# Hey Composer Buddies!! Mackenzie Neumann - Media Composer



## MackComposer (Jul 2, 2013)

Hello Composer Buddies!
My name is Mackenzie Neumann. I am a beginning music composer for video games and films. I started writing orchestral works about a year and a half ago, and I have been writing ever since. Before that I wrote some piano pieces and arranged the Legend of Zelda: Twilight Princess Trailer theme for my high school concert band by listening to the song on Youtube. I just want to say that I LOVE the Legend of Zelda Series! It is my favorite series. If Nintendo hired American Composers to work on their music, I would work there full time for the rest of my life! So my biggest dream would be to work for Nintendo as a music composer. I want to set my dream goals near impossibility so that I may reach other very high goals like winning an Emmy Award or writing music for Disney! I have a website ( well half of one lol ) where my music can be heard. It is: mackenzieneumann.com 
Thank you for taking the time to read this and I hope you all have amazing, music filled days! 

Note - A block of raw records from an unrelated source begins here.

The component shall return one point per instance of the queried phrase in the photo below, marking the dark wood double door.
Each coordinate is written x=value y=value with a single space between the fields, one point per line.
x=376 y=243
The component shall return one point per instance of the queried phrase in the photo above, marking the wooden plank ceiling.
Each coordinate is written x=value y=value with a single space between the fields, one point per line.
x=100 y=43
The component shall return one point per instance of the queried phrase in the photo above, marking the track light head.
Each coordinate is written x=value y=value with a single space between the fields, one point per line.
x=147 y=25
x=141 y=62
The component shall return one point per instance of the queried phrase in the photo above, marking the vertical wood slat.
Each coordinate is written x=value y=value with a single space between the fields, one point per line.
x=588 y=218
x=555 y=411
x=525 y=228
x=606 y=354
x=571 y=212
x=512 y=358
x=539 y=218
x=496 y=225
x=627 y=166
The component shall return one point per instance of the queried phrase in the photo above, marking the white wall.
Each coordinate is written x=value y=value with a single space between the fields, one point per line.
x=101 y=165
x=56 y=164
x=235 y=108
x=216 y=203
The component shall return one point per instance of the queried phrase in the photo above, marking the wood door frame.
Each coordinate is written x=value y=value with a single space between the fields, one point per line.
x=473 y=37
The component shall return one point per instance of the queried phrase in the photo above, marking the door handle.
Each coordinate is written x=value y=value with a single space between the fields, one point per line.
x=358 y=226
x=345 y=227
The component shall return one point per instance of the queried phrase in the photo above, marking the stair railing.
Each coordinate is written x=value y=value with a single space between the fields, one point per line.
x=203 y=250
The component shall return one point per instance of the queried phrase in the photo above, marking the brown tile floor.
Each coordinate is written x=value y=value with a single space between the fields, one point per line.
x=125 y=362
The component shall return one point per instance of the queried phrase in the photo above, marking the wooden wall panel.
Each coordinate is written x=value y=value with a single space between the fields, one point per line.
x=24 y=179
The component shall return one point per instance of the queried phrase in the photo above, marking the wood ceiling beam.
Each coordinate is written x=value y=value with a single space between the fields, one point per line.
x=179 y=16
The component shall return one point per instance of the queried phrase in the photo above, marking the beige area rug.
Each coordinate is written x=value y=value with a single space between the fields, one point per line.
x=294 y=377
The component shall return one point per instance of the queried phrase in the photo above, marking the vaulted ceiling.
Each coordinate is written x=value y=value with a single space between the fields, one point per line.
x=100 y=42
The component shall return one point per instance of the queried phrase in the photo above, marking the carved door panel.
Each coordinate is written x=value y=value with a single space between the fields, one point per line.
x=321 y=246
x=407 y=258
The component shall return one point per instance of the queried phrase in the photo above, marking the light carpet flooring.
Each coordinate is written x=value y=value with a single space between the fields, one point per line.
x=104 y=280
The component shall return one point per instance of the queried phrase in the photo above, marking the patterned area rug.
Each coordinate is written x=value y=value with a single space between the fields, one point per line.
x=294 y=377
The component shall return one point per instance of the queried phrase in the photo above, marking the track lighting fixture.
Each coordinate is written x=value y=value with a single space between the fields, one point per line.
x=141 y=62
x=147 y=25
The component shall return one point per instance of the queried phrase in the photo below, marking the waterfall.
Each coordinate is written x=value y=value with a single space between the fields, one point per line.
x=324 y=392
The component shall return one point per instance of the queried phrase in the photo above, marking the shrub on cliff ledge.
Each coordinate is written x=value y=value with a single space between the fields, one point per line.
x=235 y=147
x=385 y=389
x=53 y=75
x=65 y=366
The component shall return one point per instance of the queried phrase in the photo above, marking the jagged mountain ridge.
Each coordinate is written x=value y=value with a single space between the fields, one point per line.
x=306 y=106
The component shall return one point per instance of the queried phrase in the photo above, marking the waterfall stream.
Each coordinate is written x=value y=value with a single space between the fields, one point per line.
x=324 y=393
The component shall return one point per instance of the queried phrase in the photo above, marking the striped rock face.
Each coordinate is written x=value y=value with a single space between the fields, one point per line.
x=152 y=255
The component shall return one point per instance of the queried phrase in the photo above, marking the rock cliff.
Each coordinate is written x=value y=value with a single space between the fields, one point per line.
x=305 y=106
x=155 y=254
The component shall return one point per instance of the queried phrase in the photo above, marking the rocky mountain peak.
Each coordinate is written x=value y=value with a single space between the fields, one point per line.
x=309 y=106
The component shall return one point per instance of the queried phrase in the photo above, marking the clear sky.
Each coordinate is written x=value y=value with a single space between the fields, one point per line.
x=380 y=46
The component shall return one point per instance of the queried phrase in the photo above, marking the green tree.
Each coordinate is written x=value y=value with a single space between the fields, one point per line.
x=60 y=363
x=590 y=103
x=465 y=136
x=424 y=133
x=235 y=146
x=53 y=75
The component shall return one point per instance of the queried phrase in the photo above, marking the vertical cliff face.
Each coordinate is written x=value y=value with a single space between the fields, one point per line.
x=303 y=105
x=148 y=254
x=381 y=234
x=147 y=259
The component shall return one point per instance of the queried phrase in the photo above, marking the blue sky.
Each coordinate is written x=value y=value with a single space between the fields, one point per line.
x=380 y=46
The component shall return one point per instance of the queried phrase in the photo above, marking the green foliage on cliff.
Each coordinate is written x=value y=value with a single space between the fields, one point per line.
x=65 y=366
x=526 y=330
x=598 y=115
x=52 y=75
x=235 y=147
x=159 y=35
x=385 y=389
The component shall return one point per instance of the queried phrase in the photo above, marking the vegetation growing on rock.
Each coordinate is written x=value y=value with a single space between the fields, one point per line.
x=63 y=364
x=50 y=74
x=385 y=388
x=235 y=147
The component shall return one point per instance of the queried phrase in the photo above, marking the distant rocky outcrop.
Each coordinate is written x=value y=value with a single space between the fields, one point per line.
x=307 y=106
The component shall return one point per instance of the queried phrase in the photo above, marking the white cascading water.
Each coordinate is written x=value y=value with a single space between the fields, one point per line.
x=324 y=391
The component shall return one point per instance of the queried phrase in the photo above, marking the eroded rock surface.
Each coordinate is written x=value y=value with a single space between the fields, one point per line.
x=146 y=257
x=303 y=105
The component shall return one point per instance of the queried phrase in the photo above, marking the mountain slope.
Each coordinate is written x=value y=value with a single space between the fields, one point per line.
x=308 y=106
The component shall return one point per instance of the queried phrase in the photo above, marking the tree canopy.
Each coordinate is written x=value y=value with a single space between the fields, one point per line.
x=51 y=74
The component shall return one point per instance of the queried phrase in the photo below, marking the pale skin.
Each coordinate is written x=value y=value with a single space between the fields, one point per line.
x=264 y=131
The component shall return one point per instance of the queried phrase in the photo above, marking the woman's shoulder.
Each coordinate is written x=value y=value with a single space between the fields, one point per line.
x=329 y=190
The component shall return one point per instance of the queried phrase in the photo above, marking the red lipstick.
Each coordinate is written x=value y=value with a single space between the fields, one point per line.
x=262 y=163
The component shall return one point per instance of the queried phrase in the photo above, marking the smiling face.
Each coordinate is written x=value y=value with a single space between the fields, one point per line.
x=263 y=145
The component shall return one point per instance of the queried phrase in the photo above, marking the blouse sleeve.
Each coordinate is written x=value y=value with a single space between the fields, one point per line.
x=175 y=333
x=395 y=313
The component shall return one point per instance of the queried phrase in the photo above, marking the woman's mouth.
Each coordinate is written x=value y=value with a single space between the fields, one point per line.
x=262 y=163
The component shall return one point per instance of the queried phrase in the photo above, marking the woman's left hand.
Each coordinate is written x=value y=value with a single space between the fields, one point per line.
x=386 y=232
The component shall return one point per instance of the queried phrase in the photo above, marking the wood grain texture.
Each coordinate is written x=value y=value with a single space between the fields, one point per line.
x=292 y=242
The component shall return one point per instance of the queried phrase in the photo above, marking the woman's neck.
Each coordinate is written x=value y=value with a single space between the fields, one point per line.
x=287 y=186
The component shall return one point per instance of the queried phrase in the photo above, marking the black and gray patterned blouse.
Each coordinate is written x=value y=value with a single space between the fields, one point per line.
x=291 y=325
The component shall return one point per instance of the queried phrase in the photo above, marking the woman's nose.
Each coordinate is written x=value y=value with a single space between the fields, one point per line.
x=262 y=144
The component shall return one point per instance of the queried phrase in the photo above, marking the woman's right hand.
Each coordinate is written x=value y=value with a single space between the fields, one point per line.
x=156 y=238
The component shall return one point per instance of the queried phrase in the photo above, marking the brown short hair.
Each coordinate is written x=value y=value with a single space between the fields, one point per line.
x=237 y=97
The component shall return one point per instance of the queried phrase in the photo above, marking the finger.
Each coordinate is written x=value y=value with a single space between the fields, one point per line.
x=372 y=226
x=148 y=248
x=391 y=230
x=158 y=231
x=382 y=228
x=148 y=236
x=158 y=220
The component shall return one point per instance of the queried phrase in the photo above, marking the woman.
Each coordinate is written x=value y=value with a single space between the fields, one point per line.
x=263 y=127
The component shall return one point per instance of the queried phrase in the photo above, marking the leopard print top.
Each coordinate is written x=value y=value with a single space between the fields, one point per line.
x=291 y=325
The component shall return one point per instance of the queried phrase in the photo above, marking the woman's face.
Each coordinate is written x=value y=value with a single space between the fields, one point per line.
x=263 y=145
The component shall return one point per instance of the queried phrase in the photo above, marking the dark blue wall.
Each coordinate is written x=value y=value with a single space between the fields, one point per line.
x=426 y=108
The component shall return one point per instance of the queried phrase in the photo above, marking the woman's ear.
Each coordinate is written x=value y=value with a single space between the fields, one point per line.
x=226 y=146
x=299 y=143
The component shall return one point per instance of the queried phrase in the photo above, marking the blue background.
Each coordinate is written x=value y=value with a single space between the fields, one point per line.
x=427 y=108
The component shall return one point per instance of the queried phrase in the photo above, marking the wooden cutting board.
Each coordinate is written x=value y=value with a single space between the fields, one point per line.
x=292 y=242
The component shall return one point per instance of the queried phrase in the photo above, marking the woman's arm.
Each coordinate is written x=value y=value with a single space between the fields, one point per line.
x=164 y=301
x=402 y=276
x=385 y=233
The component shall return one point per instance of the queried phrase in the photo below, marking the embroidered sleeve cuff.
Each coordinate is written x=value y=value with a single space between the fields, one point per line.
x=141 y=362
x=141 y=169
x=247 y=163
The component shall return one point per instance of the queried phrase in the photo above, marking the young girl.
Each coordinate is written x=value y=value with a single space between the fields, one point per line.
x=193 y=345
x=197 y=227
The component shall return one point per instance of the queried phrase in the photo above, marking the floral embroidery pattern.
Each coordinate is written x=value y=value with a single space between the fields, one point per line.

Mackenzie Neumann - Media Composer


----------



## E.Frusi (Jul 3, 2013)

Welcome Sir.. nice to meet you ...
Ef


----------



## Walid F. (Jul 3, 2013)

welcome, mackenzie! yep, koji kondo is one hell of an inspiration to us all.  

enjoy your stay, you'll learn a whole lot here.

W


----------



## MackComposer (Jul 3, 2013)

It is very nice to meet you as well!


----------



## MackComposer (Jul 3, 2013)

Thank you for your kind words! Yes, Koji Kondo is awesome!


----------